Learning about the nutritional value of food is not enough to achieve weight loss.
Learning to pay attention to your emotions is a more powerful weight-loss strategy than greater nutritional knowledge, a new study finds.
With obesity rates rising, many policy-makers argue that nutritional education will help people make better decisions.
The new research, though, points to the greater benefits of learning to understand and respond to your own inner states over and above nutritional education.
In one study, published in the Journal of Marketing Research, a group of people were given a nutritional knowledge course and they were taught to recognise basic emotions in both themselves and other people (Kidwell et al., 2014).
A comparison group was given just the nutritional knowledge course.
Part of the emotion training involved being presented with food products and asked to notice how this changed their own emotions, and those of other people.
At the end of the training session participants were asked to choose a snack.
Those who had had the emotion training were more likely to choose the healthier option.
The reason the emotion training is so useful is that people generally find it hard to be objective and observe their emotions dispassionately.
In another similar study reported in the same paper, people were followed over a three month period to see who lost weight.
Those who had had the emotion training lost most weight in comparison to a control group, and in comparison to those who had received the nutritional knowledge course.
Part of the reason the emotion training works is it breaks down an automatic link in people’s minds between foods being unhealthy and foods being tasty.

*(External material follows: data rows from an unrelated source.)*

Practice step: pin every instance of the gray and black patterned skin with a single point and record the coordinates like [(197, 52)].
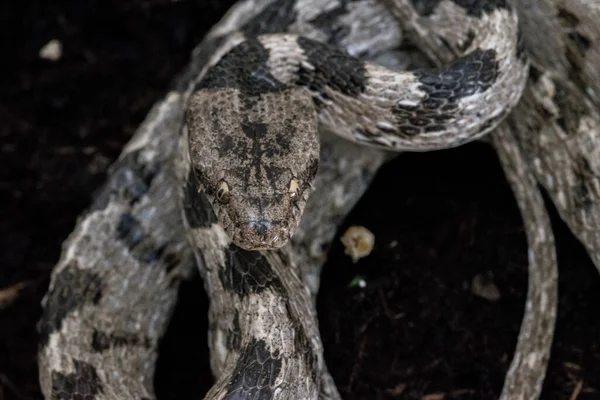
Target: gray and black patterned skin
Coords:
[(253, 118), (114, 288)]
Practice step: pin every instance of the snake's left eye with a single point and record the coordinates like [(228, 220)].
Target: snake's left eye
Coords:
[(223, 192), (294, 189)]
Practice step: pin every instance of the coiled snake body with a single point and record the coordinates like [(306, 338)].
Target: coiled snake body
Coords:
[(249, 109)]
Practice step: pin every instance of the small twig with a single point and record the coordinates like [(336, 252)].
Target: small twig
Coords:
[(577, 390)]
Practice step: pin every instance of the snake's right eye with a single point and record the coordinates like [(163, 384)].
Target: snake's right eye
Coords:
[(223, 192)]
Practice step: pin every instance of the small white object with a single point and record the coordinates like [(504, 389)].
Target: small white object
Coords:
[(52, 50)]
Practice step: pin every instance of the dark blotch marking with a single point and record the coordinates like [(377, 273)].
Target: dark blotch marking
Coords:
[(83, 384), (234, 338), (332, 68), (301, 341), (131, 179), (102, 341), (520, 49), (567, 18), (198, 210), (474, 73), (246, 272), (252, 76), (73, 288), (474, 8), (255, 373)]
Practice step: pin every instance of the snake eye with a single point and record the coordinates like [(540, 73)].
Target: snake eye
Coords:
[(294, 189), (223, 192)]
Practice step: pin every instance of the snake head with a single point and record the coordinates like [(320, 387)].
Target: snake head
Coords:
[(256, 159)]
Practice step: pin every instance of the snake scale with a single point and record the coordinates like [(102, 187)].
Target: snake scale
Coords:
[(244, 216)]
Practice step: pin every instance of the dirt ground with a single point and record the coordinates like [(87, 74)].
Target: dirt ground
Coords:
[(418, 329)]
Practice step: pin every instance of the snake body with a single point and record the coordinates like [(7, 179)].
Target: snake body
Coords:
[(114, 288), (253, 119)]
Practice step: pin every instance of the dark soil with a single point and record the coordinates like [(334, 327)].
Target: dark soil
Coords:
[(415, 331)]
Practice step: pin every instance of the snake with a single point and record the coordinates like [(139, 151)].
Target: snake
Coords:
[(233, 171), (252, 121)]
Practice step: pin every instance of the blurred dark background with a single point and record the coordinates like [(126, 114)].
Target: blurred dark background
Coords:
[(420, 329)]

Without this automatic link, and by recognising the emotions associated with certain foods, it’s easier to make more healthy choices.
The study’s authors said:
“Consumers are often mindless.
We not only demonstrate that emotional ability is trainable and that food choices can be enhanced, but also that emotional ability training improves food choices beyond a nutrition knowledge training program.”
They conclude:
“With a better understanding of how they feel and how to use emotions to make better decisions, people will not only eat better, they will also likely be happier and healthier because they relate better to others and are more concerned with their overall well-being.”